28 Jul Connecting SPE Information to Knowledge
By Reid G. Smith, Ph.D., July 28, 2021
Over the past five years, SPE and i2k Connect have developed the SPE Research Portal to address the challenges facing engineers who are looking for information. The portal is available on the SPE.org homepage and SPE mobile app.
Companies run on information in the form of data. However, knowledge workers need to spend too much time searching for data, especially in documents with text, tables, and images, which are often called unstructured data. Examples include almost all the information in company repositories in the form of Microsoft Word, PDF, PowerPoint, and Excel documents, web pages, images, videos, audio files, newsfeeds, tweets, and e-mail messages. The lack of structure makes unstructured data hard to find and analyze without extensive semantic tagging, which is traditionally done by humans. This is in contrast to the relative ease with which structured data in traditional databases can be found and analyzed.

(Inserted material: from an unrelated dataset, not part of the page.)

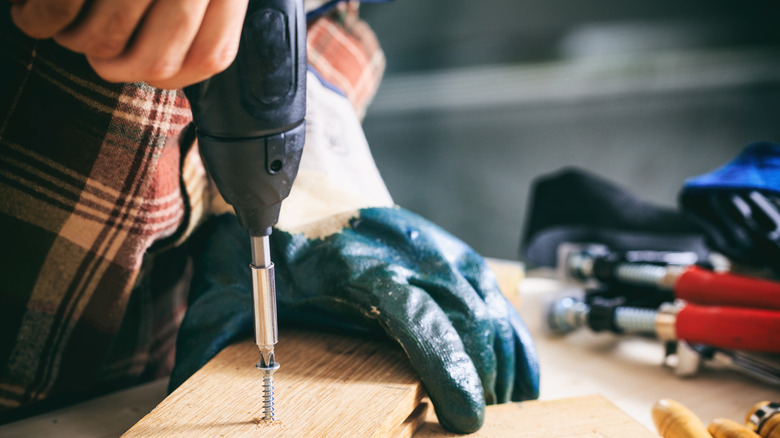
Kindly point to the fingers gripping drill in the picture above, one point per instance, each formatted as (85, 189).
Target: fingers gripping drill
(250, 128)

Data professionals—the people who focus on finding and analyzing data—report spending 14 hours a week looking for data, and another 10 hours a week re-creating data that cannot be found. Half the week is spent just trying to get the data they need to do the required analysis.
In 2014, i2k Connect was formed around the idea that Artificial Intelligence could change the game. Our vision is to achieve a 90% reduction in the manual effort expended today by users to find, extract, and analyze data in documents, and by data stewards, records analysts, and others to tag documents.
The major impact of these capabilities, as expressed by i2k customers, has been to dramatically reduce the time required to find and analyze data, often reducing days of effort to minutes.
What has been achieved?
We built the i2k Connect AI Platform, that integrates Subject Matter Expertise with Al natural language processing (NLP) and machine learning (ML). It automatically enriches documents by classifying them into relevant taxonomies, geotagging entities, and extracting key concepts, authors, institutions, titles, and summaries. The latest developments have enabled the platform to recognize key events, find and extract data points in document text, tables and SQL databases, and answer questions posed in natural language.We built the i2k Connect AI Platform, that integrates Subject Matter Expertise with Al natural language processing (NLP) and machine learning (ML). It automatically enriches documents by classifying them into relevant taxonomies, geotagging entities, and extracting key concepts, authors, institutions, titles, and summaries. The latest developments have enabled the platform to recognize key events, find and extract data points in document text, tables and SQL databases, and answer questions posed in natural language.
What have we learned?
Domain knowledge. One of the earliest learnings in applied AI is “in the knowledge lies the power.” To this end, the i2k AI Platform has millions of pieces of information and knowledge built-in (e.g., information on the names, locations, and other relevant parameters of 100,000 basins, fields, wells, and formations; more than a million relevant natural language terms and their mappings into 15 taxonomies; natural language knowledge, like parts of speech, and what constitutes a good keyword phrase, called a “concept tag” in the i2k Platform; knowledge of how to recognize and interpret tabular data in PDF and other file formats; and knowledge of how to extract data points from sentences). Going forward, we will continue to broaden, extend, and deepen the knowledge in the platform.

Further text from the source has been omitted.